[Numpy-discussion] optimizing power() for complex and real cases

Tue Feb 21 15:43:04 EST 2006

Tim Hochberg <tim.hochberg at cox.net> writes:

> David M. Cooke wrote:
>
>>On Sat, Feb 18, 2006 at 06:17:47PM -0700, Tim Hochberg wrote:
>>
>>
>>>OK, I now have a faily clean implementation in C of:
>>>
>>>def __pow__(self, p):
>>>   if p is not a scalar:
>>>      return power(self, p)
>>>   elif p == 1:
>>>      return p
>>>   elif p == 2:
>>>      return square(self)
>>>#    elif p == 3:
>>>#       return cube(self)
>>>#    elif p == 4:
>>>#       return power_4(self)
>>>#    elif p == 0:
>>>#       return ones(self.shape, dtype=self.dtype)
>>>#    elif p == -1:
>>>#       return 1.0/self
>>>   elif p == 0.5:
>>>      return sqrt(self)

I've gone through your code you checked in, and fixed it up. Looks
good. One side effect is that

def zl(x):
    a = ones_like(x)
    a[:] = 0
    return a

is now faster than zeros_like(x) :-)

One problem I had is that in PyArray_SetNumericOps, the "copy" method
wasn't picked up on. It may be due to the order of initialization of
the ndarray type, or something (since "copy" isn't a ufunc, it's
initialized in a different place). I couldn't figure out how to fiddle
that, so I replaced the x.copy() call with a call to PyArray_Copy().
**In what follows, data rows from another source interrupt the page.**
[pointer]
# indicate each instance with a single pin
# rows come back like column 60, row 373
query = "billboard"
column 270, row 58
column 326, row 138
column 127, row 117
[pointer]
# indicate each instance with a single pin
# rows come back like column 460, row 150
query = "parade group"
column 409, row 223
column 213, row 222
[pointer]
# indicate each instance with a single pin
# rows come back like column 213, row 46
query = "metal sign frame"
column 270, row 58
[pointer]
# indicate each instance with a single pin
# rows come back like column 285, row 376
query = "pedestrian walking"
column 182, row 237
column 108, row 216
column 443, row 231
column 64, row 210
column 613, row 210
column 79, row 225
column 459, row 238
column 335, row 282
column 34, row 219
>>Yes; because it's the implementation of __pow__, the second argument can
>>be anything.
>>
>>
> No, you misunderstand.. What I was talking about was that the *first*
> argument can also be something that's not a PyArrayObject, despite the
> functions signature.

Ah, I suppose that's because the power slot in the number protocol
also handles __rpow__.

>>> On the other hand, real powers are fast enough that doing anything
>>> at the single element level is unlikely to help. So in that case
>>> we're left with either optimizing the cases where the dimension is
>>> zero as David has done, or optimizing at the __pow__ (AKA
>>> array_power) level as I've done now based on David's original
>>> suggestion. This second approach is faster because it avoids the
>>> mysterious python scalar -> zero-D array conversion overhead.
>>> However, it suffers if we want to optimize lots of different powers
>>> since one needs a ufunc for each one. So the question becomes,
>>> which powers should we optimize?
>>
>>Hmm, ufuncs are passed a void* argument for passing info to them. Now,
>>what that argument is defined when the ufunc is created, but maybe
>>there's a way to piggy-back on it.
>>
>>
> Yeah, I really felt like I was fighting the ufuncs when I was playing
> with this. On the one hand, you really want to use the ufunc
> machinery. On the other hand that forces you into using the same types
> for both arguments. That really wouldn't be a problem, since we could
> just define an integer_power that took doubles, but did integer
> powers, except for the conversion overhead of Python_Integers into
> arrays. It looks like you started down this road and I played with
> this as well.   I can think a of at least one (horrible) way around
> the matrix overhead, but the real fix would be to dig into
> PyArray_EnsureArray and see why it's slow for Python_Ints. It is much
> faster for numarray scalars.

Right; that needs to be looked at.

> Another approach is to actually compute (x*x)*(x*x) for pow(x,4) at
> the level of array_power. I think I could make this work. It would
> probably work well for medium size arrays, but might well make things
> worse for large arrays that are limited by memory bandwidth since it
> would need to move the array from memory into the cache multiple times.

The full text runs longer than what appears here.